Often people don’t save and plan for their retirement, assuming that when the time comes, employer benefits will be enough. However, they will not cover all your retirement needs.
Retirement stirs in as a mixed bag of emotions. From happiness to anxiety, we experience it all. Free from work responsibilities and free to do what we have always aspired to, we have finally reached the Shangri-La stage in life. Simultaneously, we are burdened with questions like have we saved enough to get through the remainder of our lives with no steady income, how do we protect our money and whom do we trust for financial advice. It is easy to get overwhelmed with these worries, and one of the ways to be confident about the future is to avoid these 10 mistakes when planning your retirement.
1. Not saving for your Retirement at all
Often people don’t end up saving for their retirement, assuming that when the time comes, employer benefits like PPF and insurance will be enough. However, they will not cover all your retirement needs. You need to be proactive and plan for your own retirement. Even saving a small portion of your income adds up and contributes to your retirement corpus.
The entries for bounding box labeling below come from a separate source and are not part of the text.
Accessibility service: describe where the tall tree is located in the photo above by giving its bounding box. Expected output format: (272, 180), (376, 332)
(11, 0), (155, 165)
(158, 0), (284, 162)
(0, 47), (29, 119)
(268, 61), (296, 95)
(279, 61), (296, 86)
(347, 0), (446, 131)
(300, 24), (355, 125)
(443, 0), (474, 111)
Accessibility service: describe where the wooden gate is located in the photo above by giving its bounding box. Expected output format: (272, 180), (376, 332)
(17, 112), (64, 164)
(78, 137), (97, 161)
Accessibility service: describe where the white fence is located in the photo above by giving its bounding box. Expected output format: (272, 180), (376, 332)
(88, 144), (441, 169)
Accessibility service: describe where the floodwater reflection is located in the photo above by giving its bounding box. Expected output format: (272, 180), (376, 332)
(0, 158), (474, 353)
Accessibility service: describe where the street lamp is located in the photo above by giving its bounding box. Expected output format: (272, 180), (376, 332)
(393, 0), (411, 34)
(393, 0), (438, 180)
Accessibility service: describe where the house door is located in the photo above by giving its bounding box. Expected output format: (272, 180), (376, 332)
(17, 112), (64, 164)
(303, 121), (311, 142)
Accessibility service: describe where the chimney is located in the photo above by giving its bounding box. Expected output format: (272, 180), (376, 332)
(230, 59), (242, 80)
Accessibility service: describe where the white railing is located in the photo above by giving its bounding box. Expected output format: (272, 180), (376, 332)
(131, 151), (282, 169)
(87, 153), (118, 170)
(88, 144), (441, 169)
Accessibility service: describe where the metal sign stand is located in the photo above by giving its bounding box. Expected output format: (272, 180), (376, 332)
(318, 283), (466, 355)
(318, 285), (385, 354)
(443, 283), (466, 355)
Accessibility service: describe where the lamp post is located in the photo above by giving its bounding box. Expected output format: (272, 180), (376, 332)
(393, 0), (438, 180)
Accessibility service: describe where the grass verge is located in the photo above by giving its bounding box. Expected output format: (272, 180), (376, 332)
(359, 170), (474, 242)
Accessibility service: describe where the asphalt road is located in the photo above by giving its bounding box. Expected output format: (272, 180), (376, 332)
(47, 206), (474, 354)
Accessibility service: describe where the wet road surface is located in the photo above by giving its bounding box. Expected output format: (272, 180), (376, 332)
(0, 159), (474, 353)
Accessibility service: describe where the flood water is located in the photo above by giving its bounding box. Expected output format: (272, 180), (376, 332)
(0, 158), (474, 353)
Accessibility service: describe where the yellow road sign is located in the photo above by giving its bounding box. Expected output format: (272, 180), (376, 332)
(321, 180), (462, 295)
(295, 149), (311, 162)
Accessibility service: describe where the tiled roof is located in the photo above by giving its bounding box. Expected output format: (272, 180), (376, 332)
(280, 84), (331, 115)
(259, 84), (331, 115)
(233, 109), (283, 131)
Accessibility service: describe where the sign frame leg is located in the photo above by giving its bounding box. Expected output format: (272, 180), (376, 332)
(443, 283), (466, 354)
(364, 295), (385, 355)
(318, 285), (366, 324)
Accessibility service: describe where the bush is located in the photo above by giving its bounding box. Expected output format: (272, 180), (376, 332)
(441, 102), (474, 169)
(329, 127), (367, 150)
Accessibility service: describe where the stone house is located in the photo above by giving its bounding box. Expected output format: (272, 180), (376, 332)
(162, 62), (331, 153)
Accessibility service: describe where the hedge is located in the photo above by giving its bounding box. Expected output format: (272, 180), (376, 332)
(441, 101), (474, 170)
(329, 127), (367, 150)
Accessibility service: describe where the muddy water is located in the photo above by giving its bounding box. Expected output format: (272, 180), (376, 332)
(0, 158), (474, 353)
2. Not saving enough for your Retirement
Across your lifespan, if you prioritize today’s wants over tomorrow’s needs, you may not end up saving enough. Every year set aside 25% of your gross income towards your retirement. Although this may not seem like a lot initially, as your career advances, the amount adds up substantially.
3. Saving without a Plan
One of the biggest investment mistakes is saving without an investment plan. Earmark retirement as a goal separate from your other financial goals. Work with a financial advisor who will craft a goal-based plan which will help you live comfortably now and in the future.
4. Starting to save too late
Delaying saving for your retirement is another common mistake. We spend the first few years providing for dependents and taking care of our immediate needs. However, it is imperative to start saving for your retirement as early as your first job to ensure the returns are maximized. The compounding power of your investments will help you retire with a comfortable corpus.
5. Living burdened with Debt
Being in debt when there is no steady income is a serious concern. Live within your means and take loans for basic necessities such as a home loan. Ensure that your EMIs are structured in a manner that you pay off your loans and be debt free before you retire.
6. Investing in Debt at a younger age
When you are younger, you can afford to take on more risk. It is advisable to invest more in equity than debt at the start of your career and progressively move to debt as you near retirement. Investing in debt at a younger age would imply several interest payments from the get-go, without having a profitable investment build-up.
7. Not understanding the fine print
Tempted by high returns and capital appreciation, we forget to read the fine print and miss out on important information. Ask your financial planner to explain the details of the product, such as the lock-in period, risk levels, expected returns, etc. to you before you make a decision to invest.
8. Listening to casual investment advice
Bankers, insurance agents, and others tend to sell you plans that aren’t useful for you in the long run. Thus, leaving you with products that serve little to no purpose. Seek the advice of an expert financial advisor and invest your funds where your goals are met before the advisor’s interests.
9. Spending from your Retirement fund
When in need of cash, many opt to liquidate investments from their retirement plan. The idea being that this money is not required now and, therefore, can be easily replaced before the hour of need. This myopic approach will short change you in your later years. Avoid touching your retirement fund unless absolutely necessary.
10. An emotional approach to your money
Avoid getting emotional and parting with money from your retirement fund to help friends and relatives with their financial needs. Repayment is not guaranteed when you lend and could lead to you requiring financial help in the future.
A ‘One Size Fits All’ approach does not work when planning your retirement. Your plan should be based on your current age, asset base, expenses, and overall risk profile. Your investments will depend on your liquidity needs and financial goals. Avoid these mistakes in investing when planning your retirement and you will be set to enjoy your golden years in comfort and peace, without compromising on your current lifestyle and goals.